10. AOCL-Compression#
AOCL-Compression provides options to configure the library to best suit your use case. Options are available to enable/disable various optimizations at both compile time and run time. These options can significantly impact run time performance.
10.1. Compile Time Tuning#
Compile time tuning is available through CMake options.
Following options are available to enable/disable specific optimizations in respective compression methods:
Flag |
Description |
Use case |
---|---|---|
AOCL_DECOMPRESS_FAST (LZ4 and ZSTD) |
Enable fast decompression modes that might compromise on compression speed / ratio to produce streams that decompress faster. [Values: 1, 2, OFF (default)] |
Applications with focus on faster decompression speeds. E.g.: Applications that compress once, decompress multiple times. |
AOCL_LZ4_MATCH_SKIP_OPT_LDS_STRAT1 (LZ4)
AOCL_LZ4_MATCH_SKIP_OPT_LDS_STRAT2 (LZ4)
SNAPPY_MATCH_SKIP_OPT (Snappy)
AOCL_ZSTD_SEARCH_SKIP_OPT_DFAST_FAST (ZSTD)
|
If matches are not found for N number of bytes when parsing input data, increase the parsing step size from 1 to M and look for matches at these points only. This provides faster compression in scenarios where it is hard to find matches at the expense of compression ratio. AOCL_LZ4_MATCH_SKIP_OPT_LDS_STRAT2 does more aggressive skipping that AOCL_LZ4_MATCH_SKIP_OPT_LDS_STRAT1 for LZ4. [Values: ON / OFF, Defaults: AOCL_LZ4_MATCH_SKIP_OPT_LDS_STRAT1 (OFF) AOCL_LZ4_MATCH_SKIP_OPT_LDS_STRAT2 (OFF) SNAPPY_MATCH_SKIP_OPT (ON) AOCL_ZSTD_SEARCH_SKIP_OPT_DFAST_FAST (ON)] |
Files that are hard to compress |
AOCL_LZ4_NEW_PRIME_NUMBER (LZ4)
AOCL_LZ4_EXTRA_HASH_TABLE_UPDATES (LZ4)
AOCL_LZ4_HASH_BITS_USED (LZ4)
|
A hash table is used to keep a dictionary of matches found in the past for different byte patterns in the input. The multiplicative hashing function used takes 5 bytes of input and multiples it with a hard-coded prime number to get the hash. AOCL_LZ4_NEW_PRIME_NUMBER: Alternate prime number found through empirical studies is used [Values: ON / OFF (default)] AOCL_LZ4_EXTRA_HASH_TABLE_UPDATES: When a match of length N is found, next comparison starts from src+N. Bytes that are skipped are not added to hash table by default. This flag inserts some of these skipped bytes into the hash table thus providing better compression. [Values: ON / OFF (default)] AOCL_LZ4_HASH_BITS_USED: Use more than 5 bytes (40 bits) when computing hash. LOW: 41 bits, HIGH: 44 bits. [Values: LOW / HIGH (LOW by default)] |
AOCL_LZ4_NEW_PRIME_NUMBER: Determine experimentally if it is useful for your data set AOCL_LZ4_EXTRA_HASH_TABLE_UPDATES: Better compression desired AOCL_LZ4_HASH_BITS_USED: Better speed desired |
AOCL_LZ4_OPT_PREFETCH_BACKWARDS (LZ4) |
Prefetch match candidates in advance [Values: ON / OFF (default)] |
Data with higher likelihood of finding matches |
AOCL_LZ4HC_DISABLE_PATTERN_ANALYSIS (LZ4HC) |
Disable fast code path to handle repeated byte patterns such as “000000”. Faster compression when data does not have such patterns. [Values: ON (default) / OFF] |
Enable if data contains such patterns |
ENABLE_FAST_MATH |
Enable fast math optimizations [Values: ON / OFF (default)] |
Enable if application is not sensitive to floating-point numerical accuracy |
10.2. Run Time Tuning#
Run time tuning is available through environment variables.

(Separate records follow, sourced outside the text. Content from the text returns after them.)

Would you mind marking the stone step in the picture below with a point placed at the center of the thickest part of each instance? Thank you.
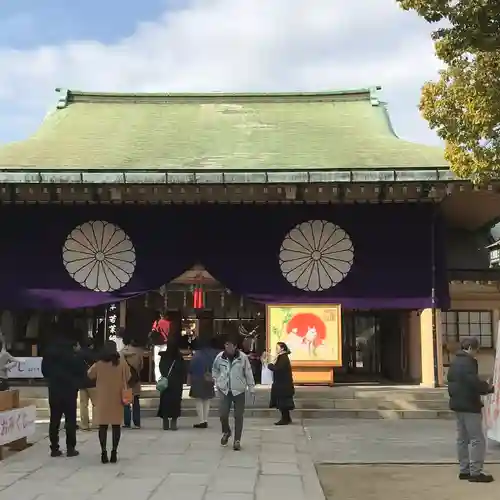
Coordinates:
(319, 404)
(308, 394)
(305, 414)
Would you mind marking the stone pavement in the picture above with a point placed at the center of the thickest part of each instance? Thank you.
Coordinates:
(356, 441)
(185, 465)
(275, 462)
(402, 482)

Following options are available to control library functionality at runtime:
Flag |
Description |
Use case |
---|---|---|
AOCL_ZLIB_QUICK_MODE (ZLIB) |
Improves compression speed at the expense of compression ratio. Primarily for level 1. Improvements can be observed for levels 2, 3 and 5 as well. [Set environment variable: AOCL_ZLIB_QUICK_MODE Values: ON / OFF (default)] |
Suitable for applications that need faster compression speeds for lower levels. |
AOCL_DISABLE_OPT |
Disable AOCL optimizations and run the reference implementation. [Set environment variable: AOCL_DISABLE_OPT Values: ON / OFF (default)] |
Benchmarking performance improvements obtained by AOCL optimizations over reference. |
OMP_NUM_THREADS |
Environment variable based thread control provided by OpenMP. Library needs to be built with AOCL_ENABLE_THREADS=ON for this to be useful. [Set environment variable: OMP_NUM_THREADS Values: >= 1. Default: all threads that the implementation supports.] |
To limit the number of threads used to run compression and decompression in multi-threaded mode. Note: OMP_NUM_THREADS setting is not required by default as the algorithm automatically determines number of threads to use based on hardware and input file size. |
10.3. Reducing Run-to-Run Variation (Hardware Settings for Optimal Performance Benchmarking)#
Some fluctuation in compression and decompression times during benchmark runs is normal. The observed variance in performance is not due to non-deterministic elements in the algorithms or the benchmark. Instead, it is majorly due to the hardware environment.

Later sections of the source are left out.